La [9] de la [13] expose que l’assuré ne peut se prévaloir de la présomption d’imputabilité puisqu’il ne démontre pas la preuve qui lui incombe de la survenance d’un fait accidentel le 5 septembre 2023 en temps et lieu de travail, outre qu’aucune nouvelle lésion n’a été constatée le 5 septembre 2023. Elle estime en effet que M. [V] ne prouve pas l’existence d’une altercation, ni qu’il en a été victime, ni que son intensité a été de nature à déclencher une crise d’angoisse. Elle relève que les soignants des urgences n’ont constaté aucune lésion apparente, que la lésion invoquée à l’origine n’a pas été constatée lors de l’examen clinique, que les praticiens n’ont pas jugé utile de procéder à un examen biologique et que seules les déclarations du patient ont reprises. Elle soutient encore que l’assuré présentait un état psychologique antérieur connu et documenté. Elle s’appuie sur le compte-rendu de passage aux urgences qui révèle un état antérieur psychologique évoluant pour son propre compte indépendamment du travail qu’exerçait l’assuré le 5 septembre 2023 de sorte que la crise d’angoisse apparaît comme la conséquence d’un trouble psychologique antérieur connu et soigné en lien avec son accident du travail du 6 novembre 2017. Elle précise enfin que deux certificats médicaux de prolongation visaient l’accident du 6 novembre 2017 et que l’assuré a fait parvenir un certificat rectificatif visant l’accident du 5 septembre 2023 à la suite du refus de prise en charge de la rechute du 13 septembre 2023.
Réponse du tribunal
Le régime spécial de sécurité sociale de la [13] est régi par le décret nº2004-174 du 23 février 2004 et la [9] est organisée conformément aux articles L.711-1 et R.711-1 du code de la sécurité sociale.

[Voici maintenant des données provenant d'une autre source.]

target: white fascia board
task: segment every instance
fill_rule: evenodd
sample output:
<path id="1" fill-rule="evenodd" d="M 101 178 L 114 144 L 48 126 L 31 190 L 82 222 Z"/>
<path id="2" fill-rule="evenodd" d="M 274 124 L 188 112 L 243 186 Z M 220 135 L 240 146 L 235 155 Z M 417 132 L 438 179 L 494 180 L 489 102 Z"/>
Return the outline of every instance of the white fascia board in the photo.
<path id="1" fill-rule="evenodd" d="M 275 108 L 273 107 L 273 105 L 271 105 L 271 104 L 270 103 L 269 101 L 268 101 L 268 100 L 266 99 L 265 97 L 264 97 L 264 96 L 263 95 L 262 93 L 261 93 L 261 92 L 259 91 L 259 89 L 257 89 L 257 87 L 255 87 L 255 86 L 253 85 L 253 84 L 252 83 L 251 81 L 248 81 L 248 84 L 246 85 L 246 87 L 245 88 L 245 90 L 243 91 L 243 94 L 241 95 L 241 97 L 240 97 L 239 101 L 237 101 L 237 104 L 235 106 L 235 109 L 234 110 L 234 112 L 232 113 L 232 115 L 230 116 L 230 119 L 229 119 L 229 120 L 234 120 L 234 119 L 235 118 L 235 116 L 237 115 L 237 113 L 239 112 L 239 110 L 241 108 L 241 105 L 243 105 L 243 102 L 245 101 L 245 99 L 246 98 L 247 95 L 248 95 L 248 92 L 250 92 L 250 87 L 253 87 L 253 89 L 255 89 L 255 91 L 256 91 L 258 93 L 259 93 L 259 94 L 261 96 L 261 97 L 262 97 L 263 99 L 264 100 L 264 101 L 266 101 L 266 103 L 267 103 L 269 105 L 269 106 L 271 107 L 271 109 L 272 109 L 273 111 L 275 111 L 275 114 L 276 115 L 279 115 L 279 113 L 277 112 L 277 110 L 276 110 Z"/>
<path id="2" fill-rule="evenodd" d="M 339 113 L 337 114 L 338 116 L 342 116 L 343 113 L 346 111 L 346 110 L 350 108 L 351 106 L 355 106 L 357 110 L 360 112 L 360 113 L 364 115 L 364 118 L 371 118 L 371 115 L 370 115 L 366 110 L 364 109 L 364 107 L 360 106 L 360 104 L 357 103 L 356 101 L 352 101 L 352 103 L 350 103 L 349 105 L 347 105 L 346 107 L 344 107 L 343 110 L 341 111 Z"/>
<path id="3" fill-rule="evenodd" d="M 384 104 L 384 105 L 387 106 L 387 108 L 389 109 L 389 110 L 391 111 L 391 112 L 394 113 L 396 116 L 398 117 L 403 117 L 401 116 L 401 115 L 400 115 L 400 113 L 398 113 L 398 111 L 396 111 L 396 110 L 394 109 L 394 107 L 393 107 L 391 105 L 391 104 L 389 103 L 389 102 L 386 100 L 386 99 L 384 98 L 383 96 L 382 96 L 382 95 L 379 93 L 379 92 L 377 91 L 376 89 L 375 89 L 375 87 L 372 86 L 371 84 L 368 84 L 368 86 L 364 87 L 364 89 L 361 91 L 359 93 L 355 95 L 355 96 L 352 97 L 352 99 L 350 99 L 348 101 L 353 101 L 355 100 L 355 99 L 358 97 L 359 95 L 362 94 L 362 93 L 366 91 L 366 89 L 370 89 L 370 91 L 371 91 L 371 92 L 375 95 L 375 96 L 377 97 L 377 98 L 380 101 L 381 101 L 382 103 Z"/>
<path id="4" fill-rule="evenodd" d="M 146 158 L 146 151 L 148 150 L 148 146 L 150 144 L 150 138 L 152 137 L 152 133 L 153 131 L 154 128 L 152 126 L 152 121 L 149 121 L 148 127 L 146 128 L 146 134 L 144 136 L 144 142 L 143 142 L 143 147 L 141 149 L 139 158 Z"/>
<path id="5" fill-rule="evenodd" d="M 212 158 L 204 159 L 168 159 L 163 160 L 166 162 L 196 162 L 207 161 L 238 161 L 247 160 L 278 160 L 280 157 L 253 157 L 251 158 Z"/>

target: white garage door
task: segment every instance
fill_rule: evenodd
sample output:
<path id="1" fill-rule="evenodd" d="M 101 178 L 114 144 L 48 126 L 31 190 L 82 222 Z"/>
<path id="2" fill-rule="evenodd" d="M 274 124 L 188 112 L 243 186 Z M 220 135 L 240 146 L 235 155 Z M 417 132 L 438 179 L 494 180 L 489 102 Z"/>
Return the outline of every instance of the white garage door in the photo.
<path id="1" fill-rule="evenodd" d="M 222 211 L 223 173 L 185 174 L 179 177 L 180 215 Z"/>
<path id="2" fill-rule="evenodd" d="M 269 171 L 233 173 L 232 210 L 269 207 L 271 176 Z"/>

Selon l’article 75 du règlement intérieur de la [9] de la [13], est considéré comme accident du travail, quelle qu’en soit la cause, l’accident survenu, par le fait ou à l’occasion du travail, à tout agent du cadre permanent.
Selon l’article 77 du même règlement, l’accident survenu à un agent, aux temps et lieu de travail, est présumé comme imputable au service.
Cette présomption est simple. La preuve contraire peut donc être apportée par la caisse.
Aux termes de l’article L. 411-1 du code de la sécurité sociale, “est considéré comme accident du travail, quelle qu’en soit la cause, l’accident survenu par le fait ou à l’occasion du travail à toute personne salariée ou travaillant, à quelque titre ou en quelque lieu que ce soit, pour un ou plusieurs employeurs ou chefs d’entreprise.”
L’accident du travail est un événement ou une série d’événements survenus à des dates certaines par le fait ou à l’occasion du travail, dont il est résulté une lésion corporelle, quelle que soit la date d’apparition de celle-ci (Soc., 2 avril 2003, nº 00-21.768, Bull. nº 132). Les juges du fond apprécient souverainement si un accident est survenu par le fait ou à l’occasion du travail (Soc., 20 décembre 2001, Bulletin civil 2001, V, nº 397).
Le salarié doit ainsi établir autrement que par ses propres affirmations les circonstances exactes de l’accident et son caractère professionnel (Soc., 26 mai 1994, Bull. nº 181) ; il importe qu’elles soient corroborées par d’autres éléments (Soc., 11 mars 1999, nº 97-17.149, Civ 2ème 28 mai 2014, nº 13-16.968).
En revanche, dès lors qu’il est établi la survenance d’un événement dont il est résulté une lésion aux temps et lieu de travail, celui-ci est présumé imputable au travail, sauf pour celui qui entend la contester de rapporter la preuve qu’elle provient d’une cause totalement étrangère au travail. Il en est ainsi d’un choc psychologique survenu au temps et au lieu de travail (2e Civ., 4 mai 2017, pourvoi nº 15-29.411).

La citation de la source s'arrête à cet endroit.